You probably won't recognise what this is, but if you've ever taken the antibiotic penicillin, you'll be familiar with it. This is the fungus, called Penicillium, that penicillin comes from. Wim van Egmond magnified the fungus 20 times to create this beautiful video of a fungus forest.
Dr. Gopinath Meenakshisundaram and Dr. Prabha Sampath captured this image of human skin cancer cells.
This intriguing image is of an incredible cricket appendage: the tongue. The photographer, David Maitland, describes how the fan-like tracheal pattern gives crickets an exquisite sense of taste.
Charles Krebs produced this incredible image of a mosquito larva, which he made using a technique called dark field microscopy. The image is magnified 100 times.
The wildflower commonly known as the Red Robin or Dove's foot is already beautiful from a distance, but get up close and it's even more stunning. Here, you can see individual beads of pollen captured by Karl Gaff.
W. Todd Farmer magnified a portion of the mouse cerebellar cortex, a part of the brain, by 20 times to produce this image. In the middle in green you see what is called a Purkinje neuron, which is in the midst of other, unlabeled neurons.
The tenth-place winners of the competition were Philipp Keller, Fernando Amat, and Misha Ahrens, who produced this incredible video showing the neural activity of a zebrafish brain. This is the first time we have ever seen single-neuron activity in the brain of a living vertebrate, the authors explain.
Until recently, humans thought they had invented gears, but thanks to Igor Siwanowicz, we know that this animal, called the green coneheaded planthopper, beat us to it. This insect uses its gears to help it jump, and the force behind this jump is roughly 500 times as powerful as the Earth's gravity. Siwanowicz had to magnify the insect 200 times to get a look at these incredible cogs, and won ninth place for the work.

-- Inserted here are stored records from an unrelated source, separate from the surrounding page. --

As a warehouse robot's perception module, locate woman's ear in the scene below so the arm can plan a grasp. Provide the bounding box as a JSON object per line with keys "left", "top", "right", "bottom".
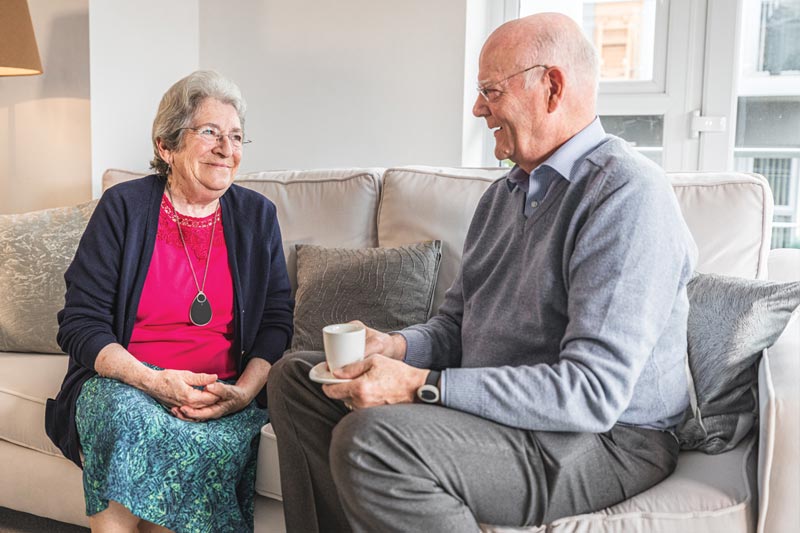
{"left": 156, "top": 138, "right": 172, "bottom": 164}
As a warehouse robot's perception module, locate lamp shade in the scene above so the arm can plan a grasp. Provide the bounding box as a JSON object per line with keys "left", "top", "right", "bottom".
{"left": 0, "top": 0, "right": 43, "bottom": 76}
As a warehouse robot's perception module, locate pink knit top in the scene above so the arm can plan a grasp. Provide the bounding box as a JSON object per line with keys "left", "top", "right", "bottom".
{"left": 127, "top": 195, "right": 236, "bottom": 379}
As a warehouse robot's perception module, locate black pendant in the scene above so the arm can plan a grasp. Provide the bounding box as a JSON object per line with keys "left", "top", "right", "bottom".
{"left": 190, "top": 291, "right": 213, "bottom": 326}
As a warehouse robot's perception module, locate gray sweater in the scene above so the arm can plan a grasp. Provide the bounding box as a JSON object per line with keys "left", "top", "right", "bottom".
{"left": 402, "top": 136, "right": 697, "bottom": 432}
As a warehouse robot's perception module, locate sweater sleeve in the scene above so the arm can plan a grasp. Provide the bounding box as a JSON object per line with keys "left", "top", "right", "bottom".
{"left": 399, "top": 269, "right": 464, "bottom": 370}
{"left": 441, "top": 169, "right": 697, "bottom": 432}
{"left": 56, "top": 192, "right": 125, "bottom": 370}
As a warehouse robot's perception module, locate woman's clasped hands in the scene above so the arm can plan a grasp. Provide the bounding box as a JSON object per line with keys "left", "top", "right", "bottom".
{"left": 146, "top": 368, "right": 250, "bottom": 422}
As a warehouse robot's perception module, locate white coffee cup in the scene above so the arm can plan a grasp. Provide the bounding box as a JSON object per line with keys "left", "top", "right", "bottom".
{"left": 322, "top": 323, "right": 366, "bottom": 372}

What would you guess this is? Probably not the mouth parts of what is known as a vampire moth. These moths feed on fruits and mammal blood. Matthew S. Lehnert and Ashley L. Lash clearly show, at 10 times magnification, the hooks and barbs that tear and cut fruit and mammal flesh alike. Lehnert and Lash came in eighth place for this creepy and equally stunning image.
Oleksandr Holovachov was awarded seventh place for this lovely image of a butter daisy flower magnified 2 times. Check out all of that pollen speckling the inner petals and central ovary like fairy dust.

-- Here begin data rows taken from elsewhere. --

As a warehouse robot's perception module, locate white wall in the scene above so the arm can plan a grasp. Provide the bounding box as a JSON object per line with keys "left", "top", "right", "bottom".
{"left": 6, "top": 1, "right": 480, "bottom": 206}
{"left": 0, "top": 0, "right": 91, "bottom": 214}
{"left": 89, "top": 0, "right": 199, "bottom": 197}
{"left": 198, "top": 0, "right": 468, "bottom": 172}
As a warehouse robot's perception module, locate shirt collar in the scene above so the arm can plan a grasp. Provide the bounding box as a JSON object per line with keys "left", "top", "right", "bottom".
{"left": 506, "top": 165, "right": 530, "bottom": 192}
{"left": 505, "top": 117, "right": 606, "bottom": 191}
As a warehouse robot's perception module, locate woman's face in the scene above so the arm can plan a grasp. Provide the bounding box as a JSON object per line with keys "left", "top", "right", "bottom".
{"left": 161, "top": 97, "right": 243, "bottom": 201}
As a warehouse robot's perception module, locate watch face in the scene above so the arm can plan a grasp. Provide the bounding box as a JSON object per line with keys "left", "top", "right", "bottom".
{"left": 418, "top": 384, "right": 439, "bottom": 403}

If the contest's winners are not photographing mouse brains, then it's worm larva. This image, taken by David Johnston at 10 times magnification, is of a Magelonid polychaete worm, which is a type of worm that can be found across the globe and grows no longer than about 4 inches. This image was awarded sixth place.
This intricate image includes cell nuclei, astrocytes (cells of the central nervous system), and blood vessels within the brain of a mouse. You have to hand it to Madelyn May for turning a complex system into such a beautiful image, which was awarded fifth place.
Here, Csaba Pintér captures two weevil beetles and snags fourth place in the competition. In nature, these weevils are a bright green, which helps them blend in with the leaves they call home. The beetles are usually about one fifth of an inch long.
Beware of the barnacles! Igor Siwanowicz magnified the image of this particular barnacle's appendages, to show the wispy hairs that help this arthropod sweep food into its mouth to stay alive. This third-place image is magnified 100 times.
Thomas Deerinck took this incredible image of a rat brain, which won him second place in the competition. The image zeroes in on a part of the brain called the cerebellum, which is important for movement as well as other functions. The image is magnified 300 times.
First-place awardees William Lemon, Fernando Amat, and Philipp Keller recorded this high-speed video of fly embryo in 30-second intervals for 24 hours. The video is made of more than 2 million images that show individual fly embryonic cells dividing, migrating, and diversifying from the time of conception to birth. It could help scientists study cell lineages, cell differentiation, and other essential steps in the development of cell biology, the photographers explain.